Grund des Aufwandes: Vor Gericht stehen zwei Mitglieder des Motorradclubs Hells Angels Magdeburg – der 48-jährige Olaf J. und der 33-jährige Matthias K. Letzterer soll Schatzmeister des örtlichen Charters sein und wurde gemeinsam mit seinem Präsidenten sowie einem weiteren Mitglied in dieser Woche bei einer Razzia in einer Rockerbar im Magdeburger Stadtzentrum festgenommen. Das Trio sitzt in Untersuchungshaft. Die drei sollen sich in einem anderen Ermittlungsverfahren wegen eines Messerangriffs am Rande des Oktoberfestes am 3. Oktober dieses Jahres auf dem Magdeburger Messeplatz verantworten. Aus diesem Grund wird K. auch in Handschellen in den Saal geführt.

Er nimmt zwischen seinen beiden Verteidigern Platz. Ihm und seinem Mitangeklagten wirft Staatsanwältin Martina Laue gemeinschaftlich begangene gefährliche Körperverletzung vor. Hauptbeweismittel ist ein Überwachungsvideo der Tankstelle im Süden der Landeshauptstadt.
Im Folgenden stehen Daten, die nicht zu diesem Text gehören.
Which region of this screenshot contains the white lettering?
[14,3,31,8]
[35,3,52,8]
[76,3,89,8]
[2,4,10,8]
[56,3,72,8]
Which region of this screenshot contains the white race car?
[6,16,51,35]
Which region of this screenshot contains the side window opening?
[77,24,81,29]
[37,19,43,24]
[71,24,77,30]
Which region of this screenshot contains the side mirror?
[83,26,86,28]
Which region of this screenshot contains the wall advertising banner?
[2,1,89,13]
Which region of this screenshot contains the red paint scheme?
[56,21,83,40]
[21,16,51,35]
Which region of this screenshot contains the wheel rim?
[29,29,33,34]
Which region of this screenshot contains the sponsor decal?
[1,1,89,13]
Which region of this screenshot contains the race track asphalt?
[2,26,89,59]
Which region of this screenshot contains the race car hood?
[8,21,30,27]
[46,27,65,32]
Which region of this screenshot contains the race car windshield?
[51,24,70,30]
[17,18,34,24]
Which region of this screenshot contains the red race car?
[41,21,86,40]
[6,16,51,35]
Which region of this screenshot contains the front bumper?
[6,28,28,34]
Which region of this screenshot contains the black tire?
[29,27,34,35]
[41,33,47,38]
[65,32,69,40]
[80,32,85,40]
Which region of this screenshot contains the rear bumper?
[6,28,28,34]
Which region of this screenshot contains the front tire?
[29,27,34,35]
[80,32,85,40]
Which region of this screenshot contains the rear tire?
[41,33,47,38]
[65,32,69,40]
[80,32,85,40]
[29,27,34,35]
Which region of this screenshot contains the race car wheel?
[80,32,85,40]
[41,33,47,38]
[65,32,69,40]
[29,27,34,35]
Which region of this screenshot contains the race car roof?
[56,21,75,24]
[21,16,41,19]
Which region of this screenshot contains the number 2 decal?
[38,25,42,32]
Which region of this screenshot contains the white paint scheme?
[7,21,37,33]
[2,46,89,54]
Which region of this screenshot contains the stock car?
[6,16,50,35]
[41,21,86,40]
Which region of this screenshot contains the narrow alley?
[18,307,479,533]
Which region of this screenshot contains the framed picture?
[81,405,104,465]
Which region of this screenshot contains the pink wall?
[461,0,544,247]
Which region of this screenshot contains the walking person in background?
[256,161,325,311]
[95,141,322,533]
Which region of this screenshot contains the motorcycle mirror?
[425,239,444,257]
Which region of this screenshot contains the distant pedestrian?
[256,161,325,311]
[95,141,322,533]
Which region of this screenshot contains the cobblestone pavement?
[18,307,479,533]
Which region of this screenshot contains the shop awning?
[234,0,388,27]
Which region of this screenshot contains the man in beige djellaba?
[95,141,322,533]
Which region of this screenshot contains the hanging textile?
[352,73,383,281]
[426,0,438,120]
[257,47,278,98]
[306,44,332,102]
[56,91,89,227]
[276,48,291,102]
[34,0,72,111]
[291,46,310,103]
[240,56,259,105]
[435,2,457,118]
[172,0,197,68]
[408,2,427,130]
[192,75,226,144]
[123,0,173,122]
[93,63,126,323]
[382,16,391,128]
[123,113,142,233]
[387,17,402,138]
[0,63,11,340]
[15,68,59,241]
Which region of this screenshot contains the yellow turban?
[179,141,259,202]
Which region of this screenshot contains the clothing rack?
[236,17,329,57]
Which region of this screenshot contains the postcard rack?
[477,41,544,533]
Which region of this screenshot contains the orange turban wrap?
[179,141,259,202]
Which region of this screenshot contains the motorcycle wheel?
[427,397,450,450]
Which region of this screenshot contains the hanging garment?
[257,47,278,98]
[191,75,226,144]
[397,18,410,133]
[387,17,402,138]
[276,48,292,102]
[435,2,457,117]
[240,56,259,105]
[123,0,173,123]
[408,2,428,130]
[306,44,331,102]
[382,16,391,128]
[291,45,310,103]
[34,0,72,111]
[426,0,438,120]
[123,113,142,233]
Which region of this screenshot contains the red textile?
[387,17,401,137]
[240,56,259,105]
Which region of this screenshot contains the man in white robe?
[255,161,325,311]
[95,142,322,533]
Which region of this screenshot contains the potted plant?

Und so soll sich alles an jenem 11. Juni 2013 abgespielt haben: Ein 33-jähriger Bandidos-Rocker tankt an jenem Nachmittag sein Fahrzeug. Die Bandidos haben ganz in der Nähe ihr Clubhaus. Ein ehemaliger Tankstellenangestellter erinnert sich: „Die kamen öfter hierher um Kaffee zu trinken.“

Doch dieses Mal trifft das spätere Opfer auf ein Mitglied der Hells Angels. Die Rocker hatten im Januar zuvor angekündigt, sich in Richtung Osten ausweiten zu wollen. In der Tankstelle kommt es zu einem verbalen Streit und einer Rempelei. Der Bandidos-Rocker verlässt die Tankstelle ohne zu bezahlen. Auch der Hells-Angels-Mann verschwindet. Etwa nach zehn Minuten kehren mindestens zwei Bandidos in das Bistro zurück. Sie bestellen sich einen Kaffee und einen Ice-Tee, bezahlen die offene Tankrechnung. Inzwischen zeigt die Uhr der Überwachungskamera in Höhe des Tresens 16.19 Uhr an.

Die Hells Angels kommen auf die beiden von der Kamera erfassten Bandidos zu. Das Opfer trägt ein schwarzes Shirt mit dem bekannten Mexikaner-Hut-Emblem des Motorradclubs auf dem Rücken. Sein Begleiter trägt ein weißes T-Shirt. Dann setzt der Angeklagte Matthias K. zu einem Fußtritt an. Der Mitangeklagte Olaf J. greift sich eine Weinflasche aus dem Regal und trifft damit den Kopf des Bandidos. Der wiederum hat ein Messer und sticht sieben Mal zu. Olaf J. bricht mit Schnittverletzungen zusammen und kriecht davon. Indes tritt der Angeklagte Matthias K. immer wieder auf das nun ebenfalls auf dem Boden liegende Opfer ein. Immer wieder gibt er Sprühstöße aus seinem Pfefferspray ab. Der verletzte Bandidos kann von seinem Begleiter nach hinten in die Toilette gezogen werden. Im Bild sind auch drei erschrockene Gäste zu sehen, die daneben sitzen. Sie flüchten sofort. Im Hintergrund laufen mehrere weitere Hells Angels, bewaffnet mit Messern und Baseballschlägern, durch die Regalreihen. Dann trifft die Polizei ein, neun Männer werden festgenommen. Zunächst stehen auch die Bandidos unter Verdacht. Das Verfahren ist aber eingestellt worden. Die Staatsanwaltschaft erkannte Notwehr bei den Messerstichen an.

Die beiden Angeklagten Hells Angels haben sich bisher nicht geäußert. Ihre Anwälte wollen aber ebenfalls Notwehr als Motiv herausarbeiten.

Nach Angaben des Landeskriminalamtes (LKA) kam es in den letzten drei Jahren in Sachsen-Anhalt zu neun Schusswaffenanwendungen und 24 gefährlichen Körperverletzungen mit Schlagringen, Messern und Baseballschlägern durch solche Outlaw- (Gesetzlose)-Rockergruppen.

Die Verhandlung wird am 1. Dezember fortgesetzt.